While it is a common notion that richer the country, the more powerful will its passport be; this is not always true. Henley and Partners, a global residence advisory organization, has ranked the passport of countries based on four parameters. Those parameters are:

  • Freedom of travel allowed for the country in question
  • Freedom of settlement in the country in question
  • Economic strength of the country
  • Human Development Index of the country

It is no surprise that Germany has topped the list in terms of visa-free travel across the globe. The German passport has visa-free access to 176 countries in the world. If only visa-free travel is considered, European countries occupy most of the spots in the top 10. The Swedish, Polish, US and Australia passport allow visa-free travel to 175, 163, 170 and 170 countries respectively.

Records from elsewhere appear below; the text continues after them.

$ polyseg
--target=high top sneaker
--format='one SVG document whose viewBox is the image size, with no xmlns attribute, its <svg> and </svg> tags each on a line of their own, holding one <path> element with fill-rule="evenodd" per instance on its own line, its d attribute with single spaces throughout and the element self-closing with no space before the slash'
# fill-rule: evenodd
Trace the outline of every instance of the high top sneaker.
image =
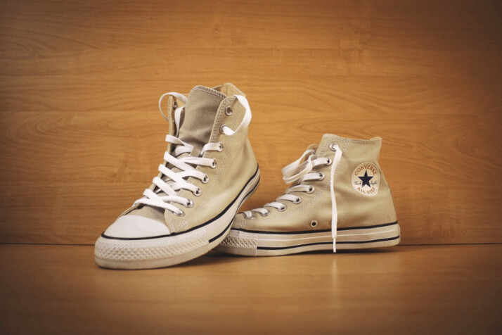
<svg viewBox="0 0 502 335">
<path fill-rule="evenodd" d="M 238 214 L 215 250 L 264 256 L 399 243 L 390 189 L 378 164 L 382 139 L 325 134 L 282 170 L 285 194 Z"/>
<path fill-rule="evenodd" d="M 96 263 L 144 269 L 200 256 L 228 234 L 259 171 L 247 128 L 251 110 L 231 84 L 166 93 L 169 134 L 159 175 L 98 239 Z"/>
</svg>

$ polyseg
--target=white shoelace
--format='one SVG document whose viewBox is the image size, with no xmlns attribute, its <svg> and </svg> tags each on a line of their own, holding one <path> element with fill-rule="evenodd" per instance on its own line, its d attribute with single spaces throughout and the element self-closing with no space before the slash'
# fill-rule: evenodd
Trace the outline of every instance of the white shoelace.
<svg viewBox="0 0 502 335">
<path fill-rule="evenodd" d="M 279 201 L 281 200 L 291 201 L 295 204 L 301 203 L 302 197 L 292 194 L 292 193 L 300 191 L 311 194 L 314 192 L 314 189 L 313 186 L 302 184 L 302 183 L 311 180 L 322 180 L 324 179 L 323 172 L 313 172 L 312 170 L 319 165 L 331 165 L 331 175 L 330 176 L 330 190 L 331 193 L 331 236 L 333 239 L 333 252 L 336 252 L 338 212 L 337 210 L 336 198 L 335 198 L 333 179 L 336 168 L 342 159 L 342 150 L 335 143 L 332 144 L 330 148 L 335 151 L 333 161 L 327 157 L 317 157 L 313 149 L 308 149 L 303 153 L 300 158 L 284 167 L 281 170 L 283 173 L 283 180 L 284 180 L 284 182 L 286 184 L 292 183 L 293 185 L 288 188 L 283 195 L 277 198 L 275 201 L 266 203 L 260 208 L 246 210 L 244 212 L 245 217 L 247 219 L 252 218 L 253 212 L 259 213 L 263 216 L 266 216 L 270 214 L 270 210 L 265 208 L 265 207 L 275 208 L 280 212 L 284 211 L 286 209 L 286 206 L 283 203 L 280 203 Z M 306 158 L 307 160 L 305 160 Z"/>
<path fill-rule="evenodd" d="M 160 113 L 165 118 L 165 115 L 162 108 L 162 99 L 167 96 L 172 96 L 184 103 L 186 103 L 187 101 L 187 98 L 179 93 L 168 92 L 162 94 L 159 99 L 159 108 Z M 243 96 L 236 95 L 235 96 L 245 108 L 245 113 L 243 121 L 236 130 L 233 130 L 226 125 L 221 127 L 221 132 L 228 136 L 232 136 L 241 129 L 247 128 L 251 122 L 251 109 L 250 108 L 247 100 Z M 179 134 L 181 113 L 184 108 L 184 106 L 176 107 L 174 110 L 174 124 L 176 126 L 176 136 Z M 223 144 L 221 142 L 208 143 L 202 147 L 198 157 L 193 157 L 191 156 L 193 150 L 193 146 L 191 144 L 181 141 L 176 136 L 170 134 L 166 136 L 166 141 L 173 144 L 175 148 L 172 151 L 172 154 L 168 151 L 164 153 L 164 160 L 166 163 L 165 165 L 160 164 L 159 165 L 159 172 L 165 176 L 165 178 L 164 178 L 165 180 L 159 177 L 153 178 L 153 182 L 157 187 L 157 191 L 146 189 L 143 193 L 143 197 L 134 201 L 134 205 L 143 204 L 158 207 L 168 210 L 176 215 L 183 216 L 185 213 L 174 204 L 191 208 L 193 206 L 194 203 L 192 200 L 179 196 L 178 191 L 181 189 L 187 189 L 191 191 L 196 196 L 200 196 L 202 194 L 202 191 L 199 187 L 188 182 L 186 179 L 192 177 L 202 181 L 204 184 L 207 183 L 209 182 L 209 177 L 202 171 L 195 170 L 195 168 L 198 165 L 208 166 L 212 168 L 216 168 L 216 160 L 214 159 L 202 156 L 206 151 L 223 151 Z M 178 158 L 184 153 L 188 153 L 188 155 L 179 158 Z M 173 171 L 167 168 L 169 165 L 176 168 L 180 171 Z M 159 195 L 158 194 L 161 191 L 163 192 L 164 194 Z"/>
</svg>

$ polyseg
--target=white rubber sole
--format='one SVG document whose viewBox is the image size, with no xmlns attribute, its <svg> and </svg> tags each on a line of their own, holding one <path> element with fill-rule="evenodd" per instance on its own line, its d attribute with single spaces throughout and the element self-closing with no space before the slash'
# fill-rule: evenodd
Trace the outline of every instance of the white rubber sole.
<svg viewBox="0 0 502 335">
<path fill-rule="evenodd" d="M 256 191 L 259 170 L 226 210 L 192 230 L 167 236 L 125 239 L 100 236 L 94 247 L 98 265 L 110 269 L 152 269 L 180 264 L 207 253 L 226 236 L 240 206 Z"/>
<path fill-rule="evenodd" d="M 363 249 L 392 246 L 401 241 L 398 223 L 341 228 L 336 248 Z M 245 256 L 274 256 L 319 250 L 333 250 L 330 230 L 257 232 L 233 228 L 215 250 Z"/>
</svg>

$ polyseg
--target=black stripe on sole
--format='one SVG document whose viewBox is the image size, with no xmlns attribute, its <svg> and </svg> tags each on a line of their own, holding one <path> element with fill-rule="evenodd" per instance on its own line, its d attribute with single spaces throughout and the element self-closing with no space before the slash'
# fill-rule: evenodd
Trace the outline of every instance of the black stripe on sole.
<svg viewBox="0 0 502 335">
<path fill-rule="evenodd" d="M 223 236 L 223 234 L 225 234 L 225 232 L 226 232 L 227 230 L 229 230 L 229 228 L 230 228 L 230 226 L 232 225 L 232 222 L 233 222 L 233 220 L 231 221 L 230 223 L 229 224 L 229 225 L 226 226 L 226 227 L 225 227 L 225 229 L 223 229 L 223 231 L 222 231 L 221 233 L 218 234 L 217 236 L 215 236 L 213 237 L 212 239 L 210 239 L 209 242 L 211 243 L 211 242 L 212 242 L 213 241 L 216 241 L 216 240 L 217 240 L 218 239 L 219 239 L 220 237 L 221 237 L 221 236 Z"/>
<path fill-rule="evenodd" d="M 169 236 L 174 236 L 176 235 L 181 235 L 183 234 L 186 234 L 188 232 L 192 232 L 193 230 L 198 229 L 199 228 L 202 228 L 204 226 L 206 226 L 209 225 L 210 223 L 212 222 L 213 221 L 215 221 L 218 219 L 219 219 L 230 208 L 233 203 L 237 201 L 237 199 L 240 196 L 240 195 L 243 194 L 244 191 L 244 189 L 247 187 L 247 185 L 251 182 L 251 181 L 256 177 L 256 175 L 258 174 L 258 172 L 259 171 L 259 167 L 257 166 L 256 171 L 255 172 L 255 174 L 251 177 L 251 178 L 247 180 L 246 182 L 246 184 L 244 185 L 244 187 L 240 190 L 239 194 L 237 195 L 237 196 L 231 202 L 226 208 L 223 210 L 221 213 L 218 214 L 217 216 L 213 217 L 212 219 L 210 220 L 209 221 L 207 221 L 201 225 L 199 225 L 198 226 L 193 227 L 192 228 L 186 230 L 184 232 L 173 232 L 172 234 L 166 234 L 166 235 L 158 235 L 156 236 L 148 236 L 148 237 L 113 237 L 113 236 L 109 236 L 107 235 L 105 235 L 105 232 L 103 232 L 103 234 L 101 234 L 101 237 L 104 239 L 118 239 L 118 240 L 123 240 L 123 241 L 136 241 L 136 240 L 143 240 L 143 239 L 160 239 L 162 237 L 169 237 Z M 259 178 L 258 178 L 258 182 L 257 183 L 257 185 L 259 183 Z M 253 190 L 255 188 L 253 188 Z"/>
<path fill-rule="evenodd" d="M 242 206 L 242 204 L 243 204 L 243 203 L 244 202 L 245 200 L 246 200 L 251 194 L 252 194 L 253 193 L 255 193 L 255 191 L 256 191 L 256 189 L 258 188 L 258 184 L 259 184 L 259 179 L 258 179 L 258 182 L 256 183 L 256 185 L 255 185 L 255 187 L 253 187 L 251 191 L 250 191 L 247 194 L 246 194 L 246 196 L 245 196 L 244 198 L 243 198 L 242 201 L 240 201 L 240 203 L 239 203 L 239 208 Z M 238 209 L 237 210 L 238 210 Z M 235 215 L 234 215 L 234 217 L 235 217 Z M 230 227 L 231 227 L 233 222 L 233 219 L 232 219 L 232 220 L 230 221 L 230 223 L 229 224 L 228 226 L 226 226 L 226 227 L 224 229 L 223 229 L 223 232 L 221 232 L 221 233 L 218 234 L 217 236 L 215 236 L 213 237 L 212 239 L 210 239 L 210 240 L 209 240 L 209 242 L 211 243 L 211 242 L 212 242 L 213 241 L 216 241 L 216 240 L 217 240 L 218 239 L 219 239 L 221 236 L 223 236 L 223 234 L 225 234 L 225 232 L 226 232 L 227 230 L 229 230 L 229 228 L 230 228 Z"/>
<path fill-rule="evenodd" d="M 350 227 L 347 228 L 337 228 L 337 232 L 340 232 L 343 230 L 356 230 L 356 229 L 369 229 L 371 228 L 380 228 L 381 227 L 392 226 L 393 225 L 397 225 L 397 221 L 390 223 L 384 223 L 382 225 L 375 225 L 374 226 L 366 226 L 366 227 Z M 327 233 L 331 232 L 331 229 L 319 229 L 319 230 L 304 230 L 301 232 L 267 232 L 264 230 L 250 230 L 245 229 L 243 228 L 232 228 L 232 230 L 238 230 L 240 232 L 244 232 L 246 233 L 253 233 L 253 234 L 276 234 L 278 235 L 294 235 L 296 234 L 315 234 L 315 233 Z"/>
<path fill-rule="evenodd" d="M 365 243 L 375 243 L 375 242 L 384 242 L 385 241 L 392 241 L 397 239 L 401 237 L 398 235 L 394 237 L 387 237 L 386 239 L 373 239 L 371 241 L 342 241 L 337 242 L 337 244 L 361 244 Z M 333 245 L 333 242 L 318 242 L 318 243 L 309 243 L 307 244 L 299 244 L 297 246 L 257 246 L 258 250 L 283 250 L 283 249 L 292 249 L 293 248 L 300 248 L 302 246 L 318 246 L 322 244 L 330 244 Z"/>
</svg>

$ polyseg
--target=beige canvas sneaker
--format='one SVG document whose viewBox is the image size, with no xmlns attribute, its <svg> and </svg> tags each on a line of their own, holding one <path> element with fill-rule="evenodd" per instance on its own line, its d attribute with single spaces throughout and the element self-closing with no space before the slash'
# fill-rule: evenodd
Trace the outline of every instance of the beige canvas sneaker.
<svg viewBox="0 0 502 335">
<path fill-rule="evenodd" d="M 98 239 L 96 263 L 115 269 L 179 264 L 217 246 L 259 170 L 247 139 L 251 110 L 231 84 L 168 97 L 169 134 L 159 175 Z M 162 113 L 164 115 L 164 113 Z"/>
<path fill-rule="evenodd" d="M 285 194 L 239 213 L 215 250 L 264 256 L 390 246 L 400 241 L 390 189 L 378 164 L 382 139 L 325 134 L 282 170 Z"/>
</svg>

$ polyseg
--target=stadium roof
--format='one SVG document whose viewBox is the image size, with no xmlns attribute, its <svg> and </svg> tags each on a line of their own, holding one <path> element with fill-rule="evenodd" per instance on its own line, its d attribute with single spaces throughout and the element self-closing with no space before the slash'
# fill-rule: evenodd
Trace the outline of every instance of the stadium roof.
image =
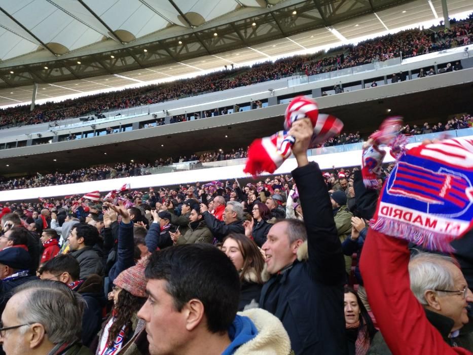
<svg viewBox="0 0 473 355">
<path fill-rule="evenodd" d="M 448 7 L 452 14 L 473 4 Z M 442 16 L 441 0 L 0 2 L 0 105 L 30 100 L 33 83 L 37 99 L 118 88 Z"/>
</svg>

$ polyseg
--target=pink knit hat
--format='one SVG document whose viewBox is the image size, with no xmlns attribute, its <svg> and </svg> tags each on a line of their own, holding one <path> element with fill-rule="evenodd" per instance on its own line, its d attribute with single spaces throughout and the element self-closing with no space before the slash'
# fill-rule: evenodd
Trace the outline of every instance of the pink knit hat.
<svg viewBox="0 0 473 355">
<path fill-rule="evenodd" d="M 114 280 L 114 284 L 137 297 L 146 297 L 144 269 L 148 265 L 148 257 L 142 258 L 134 266 L 120 272 Z"/>
</svg>

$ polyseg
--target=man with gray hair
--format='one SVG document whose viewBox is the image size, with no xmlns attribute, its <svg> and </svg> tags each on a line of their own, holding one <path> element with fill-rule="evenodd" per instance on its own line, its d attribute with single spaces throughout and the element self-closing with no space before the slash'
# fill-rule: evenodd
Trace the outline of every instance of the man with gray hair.
<svg viewBox="0 0 473 355">
<path fill-rule="evenodd" d="M 89 355 L 80 343 L 85 302 L 61 282 L 31 281 L 15 289 L 2 314 L 6 355 Z"/>
<path fill-rule="evenodd" d="M 473 302 L 473 294 L 455 260 L 419 252 L 411 258 L 409 270 L 411 290 L 430 324 L 450 346 L 473 350 L 473 334 L 462 329 L 468 323 L 467 307 L 468 302 Z M 368 353 L 392 353 L 380 332 Z"/>
<path fill-rule="evenodd" d="M 244 234 L 245 228 L 243 226 L 243 205 L 236 201 L 229 201 L 224 211 L 223 222 L 219 221 L 215 216 L 208 211 L 207 206 L 200 204 L 200 210 L 207 226 L 213 234 L 213 237 L 219 241 L 223 241 L 224 238 L 230 233 Z"/>
</svg>

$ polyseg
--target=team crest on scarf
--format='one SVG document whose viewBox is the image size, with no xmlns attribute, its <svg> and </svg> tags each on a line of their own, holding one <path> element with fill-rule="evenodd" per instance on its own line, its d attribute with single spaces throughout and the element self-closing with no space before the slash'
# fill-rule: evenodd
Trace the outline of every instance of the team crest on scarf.
<svg viewBox="0 0 473 355">
<path fill-rule="evenodd" d="M 384 185 L 372 227 L 431 250 L 473 226 L 473 140 L 419 146 L 399 159 Z"/>
</svg>

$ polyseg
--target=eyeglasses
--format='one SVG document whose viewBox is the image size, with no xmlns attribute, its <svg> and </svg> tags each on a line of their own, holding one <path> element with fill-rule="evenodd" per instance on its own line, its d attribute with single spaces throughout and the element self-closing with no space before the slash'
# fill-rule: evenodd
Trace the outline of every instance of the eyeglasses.
<svg viewBox="0 0 473 355">
<path fill-rule="evenodd" d="M 465 288 L 464 288 L 464 289 L 463 289 L 462 290 L 461 290 L 461 291 L 460 291 L 460 290 L 437 290 L 436 289 L 435 289 L 435 291 L 438 291 L 438 292 L 453 292 L 453 293 L 457 293 L 457 294 L 458 294 L 459 295 L 460 295 L 460 294 L 463 294 L 463 298 L 464 298 L 464 299 L 466 299 L 466 293 L 467 293 L 467 292 L 468 292 L 468 287 L 467 287 L 467 286 L 465 286 Z"/>
<path fill-rule="evenodd" d="M 2 337 L 2 338 L 4 338 L 5 336 L 5 332 L 6 332 L 7 330 L 16 329 L 17 328 L 19 328 L 20 327 L 24 327 L 25 326 L 30 326 L 30 325 L 31 325 L 31 323 L 27 323 L 26 324 L 20 324 L 19 326 L 13 326 L 13 327 L 6 327 L 5 328 L 4 328 L 3 324 L 0 323 L 0 327 L 2 327 L 2 328 L 0 328 L 0 337 Z"/>
</svg>

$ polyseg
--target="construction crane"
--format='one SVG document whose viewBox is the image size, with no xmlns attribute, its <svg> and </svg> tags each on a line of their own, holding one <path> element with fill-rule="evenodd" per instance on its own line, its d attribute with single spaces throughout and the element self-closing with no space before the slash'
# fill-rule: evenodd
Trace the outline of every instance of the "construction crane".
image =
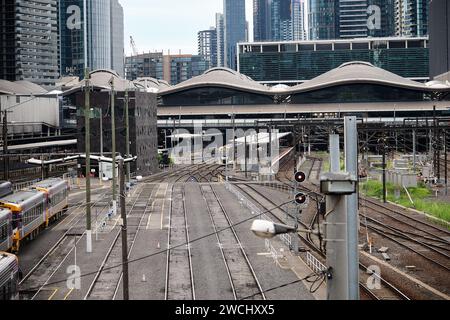
<svg viewBox="0 0 450 320">
<path fill-rule="evenodd" d="M 130 46 L 131 46 L 131 49 L 133 49 L 133 55 L 137 56 L 138 55 L 138 51 L 137 51 L 137 48 L 136 48 L 136 43 L 134 42 L 134 39 L 133 39 L 132 36 L 130 36 Z"/>
</svg>

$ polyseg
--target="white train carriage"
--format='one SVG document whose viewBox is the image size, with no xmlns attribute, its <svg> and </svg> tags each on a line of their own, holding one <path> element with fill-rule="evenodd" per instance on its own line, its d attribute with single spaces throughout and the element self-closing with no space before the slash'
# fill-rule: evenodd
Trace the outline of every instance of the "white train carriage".
<svg viewBox="0 0 450 320">
<path fill-rule="evenodd" d="M 6 198 L 0 199 L 0 206 L 13 213 L 13 247 L 19 251 L 20 242 L 27 238 L 33 239 L 47 221 L 46 196 L 41 191 L 19 191 Z"/>
<path fill-rule="evenodd" d="M 0 251 L 9 251 L 13 245 L 12 212 L 0 208 Z"/>
<path fill-rule="evenodd" d="M 13 194 L 13 186 L 9 181 L 0 181 L 0 198 Z"/>
<path fill-rule="evenodd" d="M 47 179 L 36 183 L 33 190 L 43 192 L 47 197 L 46 226 L 58 219 L 68 207 L 69 185 L 60 178 Z"/>
<path fill-rule="evenodd" d="M 15 255 L 0 252 L 0 301 L 18 300 L 19 261 Z"/>
</svg>

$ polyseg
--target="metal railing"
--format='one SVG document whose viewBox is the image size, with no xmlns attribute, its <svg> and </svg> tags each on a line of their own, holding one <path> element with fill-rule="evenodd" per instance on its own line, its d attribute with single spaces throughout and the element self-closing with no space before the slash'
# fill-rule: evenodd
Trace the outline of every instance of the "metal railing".
<svg viewBox="0 0 450 320">
<path fill-rule="evenodd" d="M 317 260 L 310 252 L 306 253 L 306 264 L 314 271 L 315 273 L 324 272 L 327 270 L 327 267 Z"/>
</svg>

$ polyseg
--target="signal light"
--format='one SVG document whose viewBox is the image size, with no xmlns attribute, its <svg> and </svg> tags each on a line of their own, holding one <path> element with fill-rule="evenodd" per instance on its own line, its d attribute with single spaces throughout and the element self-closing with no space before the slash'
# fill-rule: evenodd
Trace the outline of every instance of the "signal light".
<svg viewBox="0 0 450 320">
<path fill-rule="evenodd" d="M 294 178 L 295 181 L 297 181 L 298 183 L 302 183 L 306 181 L 306 174 L 304 172 L 299 171 L 295 173 Z"/>
<path fill-rule="evenodd" d="M 306 199 L 307 199 L 307 197 L 304 193 L 300 192 L 295 195 L 295 203 L 297 203 L 297 204 L 305 204 Z"/>
</svg>

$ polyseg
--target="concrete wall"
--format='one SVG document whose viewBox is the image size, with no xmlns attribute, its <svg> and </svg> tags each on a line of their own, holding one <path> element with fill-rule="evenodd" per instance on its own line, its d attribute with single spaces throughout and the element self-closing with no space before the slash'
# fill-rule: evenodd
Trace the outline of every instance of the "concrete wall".
<svg viewBox="0 0 450 320">
<path fill-rule="evenodd" d="M 14 134 L 39 133 L 40 123 L 59 127 L 59 98 L 57 96 L 0 96 L 2 110 L 8 114 L 8 132 Z M 29 123 L 24 125 L 24 123 Z M 36 123 L 32 125 L 31 123 Z"/>
<path fill-rule="evenodd" d="M 78 152 L 85 150 L 85 124 L 84 124 L 84 93 L 76 93 L 77 139 Z M 101 108 L 103 115 L 103 152 L 112 151 L 111 109 L 109 92 L 93 92 L 91 94 L 91 107 Z M 156 94 L 144 92 L 130 92 L 129 94 L 129 123 L 130 123 L 130 152 L 137 156 L 133 163 L 133 172 L 140 175 L 149 175 L 158 170 L 157 146 L 157 116 Z M 118 92 L 115 99 L 115 126 L 116 151 L 122 155 L 126 153 L 126 131 L 124 93 Z M 95 115 L 91 119 L 91 151 L 100 153 L 100 118 Z"/>
</svg>

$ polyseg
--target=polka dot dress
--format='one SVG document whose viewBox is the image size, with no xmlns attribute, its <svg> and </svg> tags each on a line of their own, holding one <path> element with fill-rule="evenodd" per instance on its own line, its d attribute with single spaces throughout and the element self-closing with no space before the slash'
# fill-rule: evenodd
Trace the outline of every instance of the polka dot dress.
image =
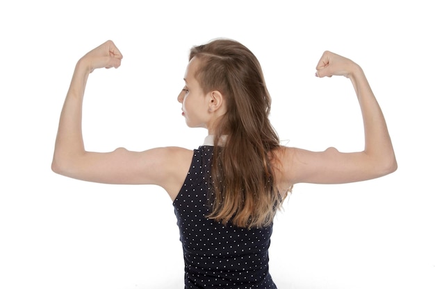
<svg viewBox="0 0 435 289">
<path fill-rule="evenodd" d="M 213 146 L 194 150 L 174 201 L 185 264 L 185 288 L 276 288 L 269 274 L 272 226 L 247 229 L 206 216 L 211 188 Z"/>
</svg>

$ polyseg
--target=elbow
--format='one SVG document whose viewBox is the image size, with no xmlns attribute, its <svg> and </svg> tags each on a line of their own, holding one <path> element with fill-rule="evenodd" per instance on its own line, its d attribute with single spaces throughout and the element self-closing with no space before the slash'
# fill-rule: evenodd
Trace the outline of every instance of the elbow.
<svg viewBox="0 0 435 289">
<path fill-rule="evenodd" d="M 65 175 L 65 169 L 61 164 L 62 162 L 60 161 L 58 158 L 56 158 L 56 156 L 54 156 L 53 157 L 53 160 L 51 161 L 51 170 L 57 174 Z"/>
<path fill-rule="evenodd" d="M 384 158 L 377 166 L 379 177 L 394 173 L 397 169 L 397 161 L 395 156 L 393 154 L 392 156 Z"/>
<path fill-rule="evenodd" d="M 71 177 L 74 172 L 74 158 L 54 154 L 51 161 L 51 170 L 58 175 Z"/>
</svg>

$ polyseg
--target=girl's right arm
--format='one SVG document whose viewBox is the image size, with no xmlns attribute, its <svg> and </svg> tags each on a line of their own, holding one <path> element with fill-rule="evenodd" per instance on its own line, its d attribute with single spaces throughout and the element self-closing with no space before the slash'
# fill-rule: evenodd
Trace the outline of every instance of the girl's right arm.
<svg viewBox="0 0 435 289">
<path fill-rule="evenodd" d="M 110 152 L 85 150 L 82 104 L 89 74 L 99 68 L 117 68 L 122 59 L 113 42 L 108 41 L 77 62 L 60 114 L 51 168 L 57 173 L 90 182 L 156 184 L 174 199 L 187 175 L 191 150 L 174 147 L 143 152 L 122 148 Z"/>
</svg>

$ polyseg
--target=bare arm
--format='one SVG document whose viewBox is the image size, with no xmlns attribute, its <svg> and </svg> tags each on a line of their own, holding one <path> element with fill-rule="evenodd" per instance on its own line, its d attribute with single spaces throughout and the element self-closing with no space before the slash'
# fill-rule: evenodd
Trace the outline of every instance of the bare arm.
<svg viewBox="0 0 435 289">
<path fill-rule="evenodd" d="M 85 150 L 82 104 L 89 74 L 99 68 L 117 68 L 122 59 L 120 51 L 108 41 L 77 62 L 60 114 L 51 168 L 57 173 L 90 182 L 160 185 L 173 199 L 187 174 L 191 151 L 181 148 L 143 152 L 122 148 L 110 152 Z"/>
<path fill-rule="evenodd" d="M 347 183 L 395 171 L 397 163 L 386 123 L 361 68 L 347 58 L 325 51 L 316 69 L 318 77 L 343 76 L 350 79 L 362 113 L 365 148 L 345 153 L 334 148 L 324 152 L 282 148 L 282 183 L 286 186 L 300 182 Z"/>
</svg>

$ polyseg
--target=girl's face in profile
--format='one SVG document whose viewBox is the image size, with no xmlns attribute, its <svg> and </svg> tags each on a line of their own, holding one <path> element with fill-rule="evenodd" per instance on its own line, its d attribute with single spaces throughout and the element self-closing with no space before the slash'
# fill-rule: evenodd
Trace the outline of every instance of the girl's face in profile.
<svg viewBox="0 0 435 289">
<path fill-rule="evenodd" d="M 188 127 L 207 128 L 210 119 L 208 98 L 195 78 L 199 62 L 197 58 L 193 58 L 188 64 L 184 75 L 186 85 L 179 94 L 177 100 L 183 105 L 182 115 Z"/>
</svg>

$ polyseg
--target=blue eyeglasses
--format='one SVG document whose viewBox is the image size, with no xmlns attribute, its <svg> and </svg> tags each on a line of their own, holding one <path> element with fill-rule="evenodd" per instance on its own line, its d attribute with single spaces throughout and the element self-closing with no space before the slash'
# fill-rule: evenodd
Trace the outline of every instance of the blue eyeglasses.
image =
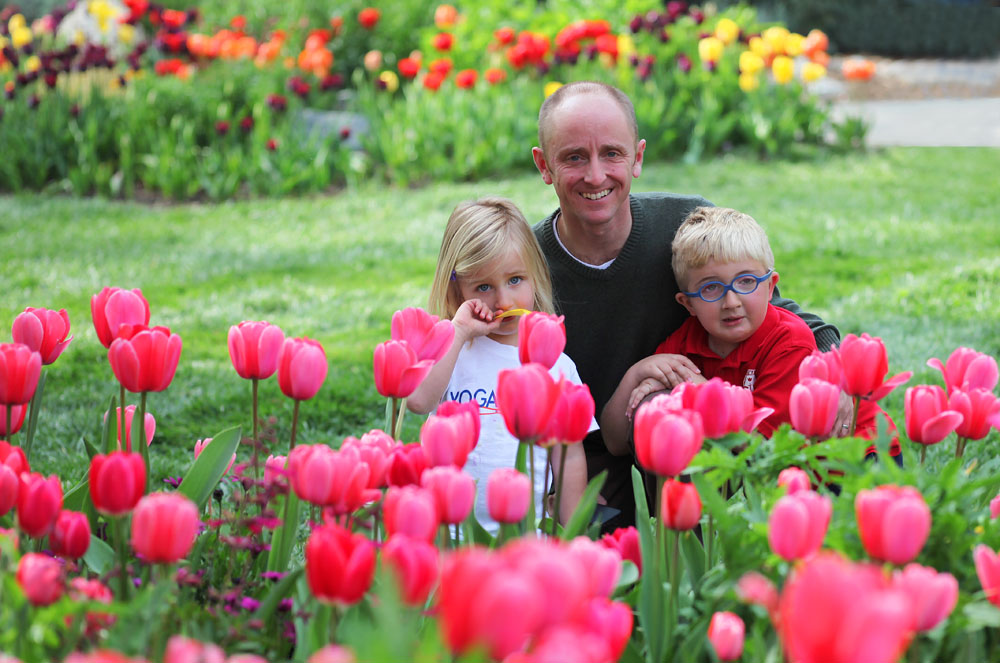
<svg viewBox="0 0 1000 663">
<path fill-rule="evenodd" d="M 771 276 L 772 272 L 774 272 L 774 270 L 769 269 L 767 270 L 767 274 L 764 276 L 740 274 L 728 285 L 722 283 L 721 281 L 709 281 L 698 288 L 697 292 L 685 292 L 684 294 L 688 297 L 697 297 L 698 299 L 706 302 L 717 302 L 725 297 L 726 293 L 730 290 L 738 295 L 749 295 L 757 289 L 757 286 L 766 281 L 768 277 Z"/>
</svg>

Most of these countries are fairly well off and have a strong economy. However, there are some strong economies that literally lock their citizens in the country. Canada and China are examples of such nations. The Chinese passport allows visa-free travel to only 60 countries in the world with the Indian passport standing on 50 countries in that regard. Some of the smallest countries in the world such as Micronesia, Seychelles and Tonga have double the amount of countries across the globe that allow them visa-free access travel.

Saudi Arabia, one of the biggest economies in the world, is granted travel without a visa to 70 nations in the world. It is behind countries like Colombia, Botswana, and Samoa which do not nearly have a big enough economy as Saudi Arabia. The United Arab Emirates (UAE) has a better position on the list than its neighbors after its citizens received visa-free travel to Schengen area of Europe.

While creating the list, Henley and Partners stated that no country’s passport can be considered strong enough until its citizens are granted visa-free access in the US and Schengen area of Europe. Also, another important factor the firm considered was the economic standing of the country by taking help of the data from the United Nations. Taking all the factors into account, Germany topped the list by obtaining a 99% travel freedom score.

Below is the list of countries with the score they received on Henley and Partners’ list of visa-free travel:

Position Name of the country Freedom travel scored
1 Germany 99.9
2 Japan 99.4
3 Sweden 99.4
4 Singapore 99.3
5 Norway 99
6 Spain 98.9
6 Italy 98.9
6 Denmark 98.9
9 Finland 98.4
9 Ireland 98.4

On the parameter of settlement freedom which is nothing but citizens of the country being able to live in and work in a foreign country without much paperwork and formalities, there were a few surprises. For instance, a developed economy such as Canada performing poorly as its citizens have settlement freedom in only 2 countries across the world. The list created by Henley and Partners for settlement freedom is as follows:

Position Name of the country Settlement freedom score
1 France 100
2 Netherlands 96
3 Iceland 93.5
4 Finland 93.5
5 Sweden 93.5
5 Denmark 93.5
5 Norway 93.5
8 Italy 91.5
9 Estonia 89.5
9 Latvia 89.5

Henley and Partners also created a list of countries that have no settlement freedom score at all. The major countries in this list are:

  • Bangladesh
  • North Korea
  • Kenya
  • Indonesia
  • Democratic Republic of Congo
  • Ethiopia
  • Pakistan
  • Philippines
  • Vietnam
  • China

Citizenship and travel have changed a lot significantly in the years gone by. Countries across the world are now more open and welcoming to arriving citizens from other nations for varying purposes. Countries such as Georgia, Moldova, Ukraine, and Seychelles have made giant progress in terms of increasing the power of their nationality. Colombia has now provided visa-free travel to 112 nations across the globe as compared to 59 in 2013.

While small countries continue to accept this trend of globalization, two major exceptions in the form of China and Canada still reject this and instead encourage their citizens to stay in the country. Well, who can say they are wrong when their economies are booming all the time.